As Benji, Alexander Skarsgård is enigmatic and charismatic, challenging Sarah, but hoping that she will pass his tests; while he guides The East, their agenda is set by the members, and it is Ellen Page’s abrasive Izzy who will prove the greatest obstacle, angry, critical and watching Sarah for any sign that she is not committed to the agenda.
It is on her first mission to McCabe Grey Pharmaceuticals, the company determined to “supply Dinoxin to every man and woman in uniform,” a generous offer of support of the US armed forces underpinned by $1.4 billion in revenue, where Sarah’s beliefs and convictions are tested. She has seen first hand the effects of the drug on Doc, and knows if ingested unknowingly it may have dangerous consequences, yet the board members whose gathering they have infiltrated are the very ones who are insistent that the medication is entirely safe.

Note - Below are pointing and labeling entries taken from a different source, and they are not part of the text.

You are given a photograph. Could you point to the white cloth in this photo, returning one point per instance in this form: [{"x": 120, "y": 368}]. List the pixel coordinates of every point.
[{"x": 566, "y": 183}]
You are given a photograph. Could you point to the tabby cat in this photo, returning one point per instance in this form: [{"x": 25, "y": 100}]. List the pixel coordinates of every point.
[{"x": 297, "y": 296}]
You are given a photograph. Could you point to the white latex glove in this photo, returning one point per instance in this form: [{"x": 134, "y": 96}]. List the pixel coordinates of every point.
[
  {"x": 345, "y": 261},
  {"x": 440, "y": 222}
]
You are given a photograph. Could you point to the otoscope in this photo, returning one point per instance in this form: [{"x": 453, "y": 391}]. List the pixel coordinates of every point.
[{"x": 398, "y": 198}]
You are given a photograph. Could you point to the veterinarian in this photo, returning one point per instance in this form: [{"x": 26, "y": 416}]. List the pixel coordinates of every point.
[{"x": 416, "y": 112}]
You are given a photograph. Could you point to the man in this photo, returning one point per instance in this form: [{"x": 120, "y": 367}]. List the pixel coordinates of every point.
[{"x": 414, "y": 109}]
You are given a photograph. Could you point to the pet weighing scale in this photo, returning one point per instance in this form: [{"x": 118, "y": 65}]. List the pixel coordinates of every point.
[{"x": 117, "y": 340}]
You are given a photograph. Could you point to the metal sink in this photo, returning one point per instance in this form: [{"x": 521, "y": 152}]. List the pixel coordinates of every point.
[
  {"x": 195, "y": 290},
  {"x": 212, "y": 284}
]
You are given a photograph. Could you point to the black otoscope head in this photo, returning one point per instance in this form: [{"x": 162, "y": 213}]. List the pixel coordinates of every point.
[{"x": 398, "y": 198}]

The East is an examination of moral ambiguity, both personal and corporate, as Sarah finds herself torn between loyalty to her employer and the people she was told were terrorists but has come to know as friends, between what is questionably right and what is undeniably wrong. While structured and filmed as a thriller, the film breaks even those rules; a montage as the team prepare for a mission is soundtracked to Doc playing piano rather than inspirational rock power chords, and the ethos and goals of the group are eminently real and drawn from genuine incidents.
Brit Marling cannot help but craft fascinating, challenging and ambiguous roles for herself, but she and Batmanglij have not shortchanged the rest of the cast in any way, from the magnetic warmth of Skarsgård’s Benji, the idealistic realist, through Patricia Clarkson as Sarah’s ruthless and unsympathetic superior to the vulnerable intensity of Hillary Baack as Eve, Sarah’s warden when she first arrives at the group with whom she forms an unexpected bond.
Despite the important questions and issues raised by the film, it is these moments of connection and introspection which set The East apart from the generic Hollywood thriller, the genuine warmth between the members of the collective which makes them more than straw men to be knocked down but genuine people fighting for change in an indifferent world which is frighteningly recognisable.